Chimeric antigen receptor T-cell approaches to HIV cure

Abstract

Purpose of review: Combination antiretroviral therapy (ART) has enabled tremendous progress in suppressing HIV replication in infected patients. However, ART alone cannot eradicate HIV and its latent, persisting reservoirs. Novel approaches are needed to eradicate the virus or achieve functional cure in the absence of ART.

Recent findings: Adoptive T-cell therapies were initially tested in HIV-infected individuals with limited efficiency. Benefiting from new and improved methodologies, an increasing array of CAR T-cell therapies has been successfully developed in the cancer immunotherapy field, demonstrating promising new avenues that could be applied to HIV. Numerous studies have characterized various HIV-specific CAR constructs, types of cytolytic effector cells, and CAR-expressing cells' trafficking to the reservoir compartments, warranting further in-vivo efforts.

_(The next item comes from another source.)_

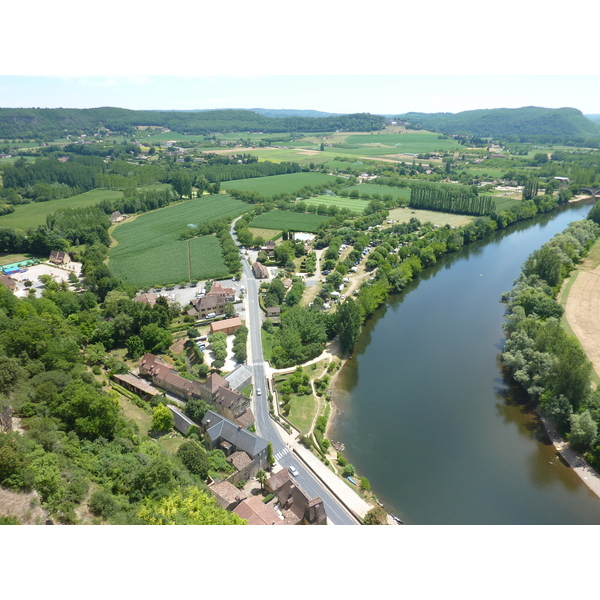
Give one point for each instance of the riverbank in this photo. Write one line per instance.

Notably, the ability of CAR cells to persist and function in low-antigen environments in vivo, that is, in ART-suppressed patients, remains unclear.

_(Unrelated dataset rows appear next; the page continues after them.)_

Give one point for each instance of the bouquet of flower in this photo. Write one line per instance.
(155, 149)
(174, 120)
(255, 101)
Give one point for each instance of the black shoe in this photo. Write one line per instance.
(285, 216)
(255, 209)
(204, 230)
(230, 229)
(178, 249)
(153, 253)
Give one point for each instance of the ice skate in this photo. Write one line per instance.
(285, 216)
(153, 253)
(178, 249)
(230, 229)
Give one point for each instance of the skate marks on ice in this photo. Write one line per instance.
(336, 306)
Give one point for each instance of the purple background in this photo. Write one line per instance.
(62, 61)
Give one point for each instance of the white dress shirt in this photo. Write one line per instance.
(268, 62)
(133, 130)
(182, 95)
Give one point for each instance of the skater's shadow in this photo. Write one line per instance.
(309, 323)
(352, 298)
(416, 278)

Summary: Despite promising results in preclinical studies, only a handful of clinical trials have been initiated worldwide. Several obstacles remain prior to successful application of HIV-specific CAR T-cell therapies in patients. In this review, we survey the current state of the field, and address paths towards realizing the goal of an efficacious HIV CAR T-cell product.

Figure 1

Comparison of CD4ζ - and bNAb-based CARs, and modulation of CAR T cell activation and potency. CD4ζ -based CARs possess lower affinity (strength of the binding between epitope and binding site) but higher avidity (cumulative strength of an interaction, factoring in multiple epitopes/binding sites), potentially leading to more potent T cell activation relative to bNAb-based CARs. The proper combination of affinity, avidity, and accessibility of the targeted epitope(s), among other parameters, are likely key in determining CAR-T cell potency.